Isabelle accomplit ses trois mois légaux de préavis, et le dernier numéro de
Lolita
supervisé par elle parut en décembre. Il y eut une petite fête, enfin un cocktail, organisé dans les locaux du journal. L'ambiance était un peu tendue, dans la mesure où tous les participants se posaient la même question sans pouvoir la formuler de vive voix : qui allait la remplacer en tant que rédactrice en chef ? Lajoinie fit une apparition d'un quart d'heure, mangea trois blinis, ne donna aucune information utilisable. Nous partîmes en Andalousie la veille de Noël ; s'ensuivirent trois mois étranges, passés dans une solitude à peu près totale. Notre nouvelle résidence s'élevait un peu au sud de San José, près de la Playa de Monsul. D'énormes blocs granitiques encerclaient la plage. Mon agent voyait d'un bon œil cette période d'isolement ; il était bon, selon lui, que je prenne un peu de recul, afin d'attiser la curiosité du public ; je ne voyais pas comment lui avouer que je comptais mettre fin.

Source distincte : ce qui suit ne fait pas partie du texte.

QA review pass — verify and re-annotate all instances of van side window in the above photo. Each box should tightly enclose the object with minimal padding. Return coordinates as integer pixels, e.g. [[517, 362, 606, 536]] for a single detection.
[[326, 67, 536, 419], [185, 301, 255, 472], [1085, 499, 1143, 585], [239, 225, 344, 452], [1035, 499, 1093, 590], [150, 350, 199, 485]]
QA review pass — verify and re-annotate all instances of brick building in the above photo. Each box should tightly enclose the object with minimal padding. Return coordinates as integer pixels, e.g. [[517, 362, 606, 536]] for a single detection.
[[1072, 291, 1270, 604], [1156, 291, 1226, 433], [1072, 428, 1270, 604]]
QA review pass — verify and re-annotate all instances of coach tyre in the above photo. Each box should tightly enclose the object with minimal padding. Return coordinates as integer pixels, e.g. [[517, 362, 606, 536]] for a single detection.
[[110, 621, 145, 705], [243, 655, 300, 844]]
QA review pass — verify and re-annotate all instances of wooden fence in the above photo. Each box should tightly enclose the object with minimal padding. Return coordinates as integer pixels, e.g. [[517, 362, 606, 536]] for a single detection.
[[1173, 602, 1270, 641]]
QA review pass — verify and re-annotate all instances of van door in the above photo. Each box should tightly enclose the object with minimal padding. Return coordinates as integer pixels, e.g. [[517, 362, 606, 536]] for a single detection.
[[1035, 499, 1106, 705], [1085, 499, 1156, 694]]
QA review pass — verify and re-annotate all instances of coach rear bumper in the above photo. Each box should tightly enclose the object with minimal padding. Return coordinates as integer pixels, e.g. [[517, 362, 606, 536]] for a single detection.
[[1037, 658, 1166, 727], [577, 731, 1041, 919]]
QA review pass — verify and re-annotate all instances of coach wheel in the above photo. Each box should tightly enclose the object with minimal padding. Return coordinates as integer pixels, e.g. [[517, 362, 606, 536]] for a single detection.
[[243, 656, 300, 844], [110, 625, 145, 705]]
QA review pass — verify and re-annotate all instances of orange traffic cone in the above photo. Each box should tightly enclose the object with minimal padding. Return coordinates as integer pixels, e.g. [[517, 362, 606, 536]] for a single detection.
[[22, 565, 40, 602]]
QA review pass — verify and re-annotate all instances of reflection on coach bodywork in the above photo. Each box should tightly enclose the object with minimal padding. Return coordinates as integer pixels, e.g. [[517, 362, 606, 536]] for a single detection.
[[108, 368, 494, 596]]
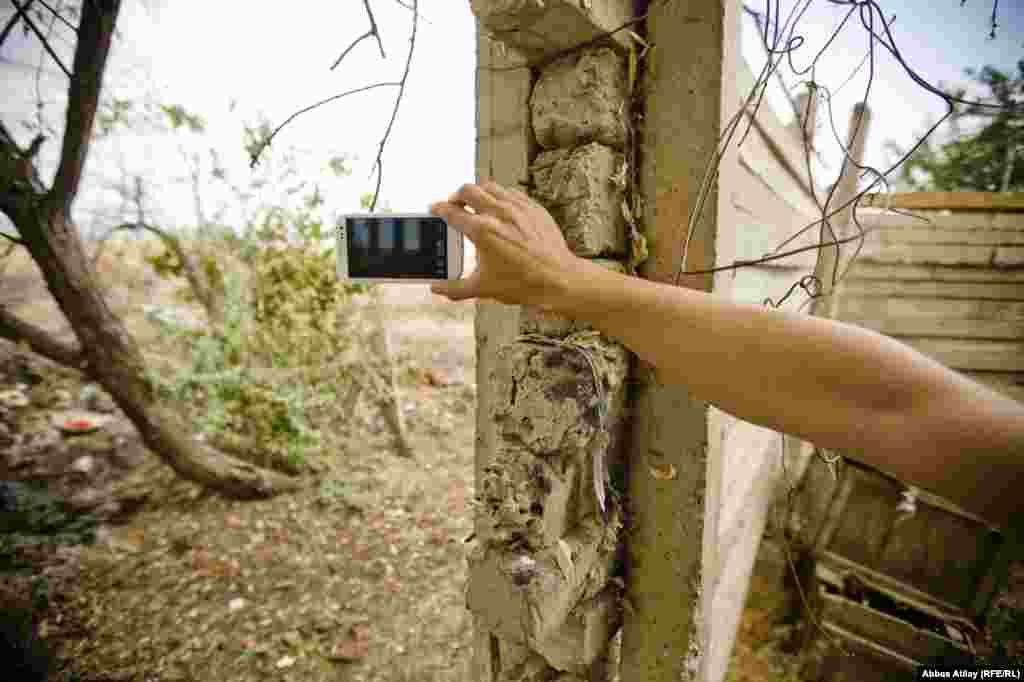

Il était à peu près le seul à connaître mon numéro de téléphone ; je ne pouvais pas dire que je m'étais fait tellement d'amis, au cours de ces années de succès ; j'en avais, par contre, perdu pas mal. La seule chose qui puisse vous enlever vos dernières illusions sur l'humanité, c'est de gagner rapidement une somme d'argent importante ; alors on les voit arriver, les vautours hypocrites. Il est capital, pour que le dessillement s'opère, de
gagner
cette somme d'argent : les riches véritables, nés riches, et n'ayant jamais connu d'autre ambiance que la richesse, semblent immunisés contre le phénomène, comme s'ils avaient hérité avec leur richesse d'une sorte de cynisme inconscient, impensé, qui leur fait savoir d'entrée de jeu qu'à peu près toutes les personnes qu'ils seront amenés à rencontrer n'auront d'autre but que de leur soutirer leur argent par tous les moyens imaginables ; ils se comportent ainsi avec prudence, et conservent en général leur capital intact. Pour ceux qui sont nés pauvres, la situation est beaucoup plus dangereuse ; enfin, j'étais moi-même suffisamment salaud et cynique pour me rendre compte, j'avais réussi à déjouer la plupart des pièges ; mais des amis, non, je n'en avais plus. Les gens que je fréquentais dans ma jeunesse étaient pour la plupart des comédiens, de futurs comédiens ratés ; mais je ne pense pas que cela aurait été très différent dans d'autres milieux. Isabelle non plus n'avait pas d'amis, et n'avait été entourée, les dernières années surtout, que de gens qui rêvaient de prendre sa place. Nous n'avions ainsi personne à inviter, dans notre somptueuse résidence ; personne avec qui partager un verre de Rioja en regardant les étoiles.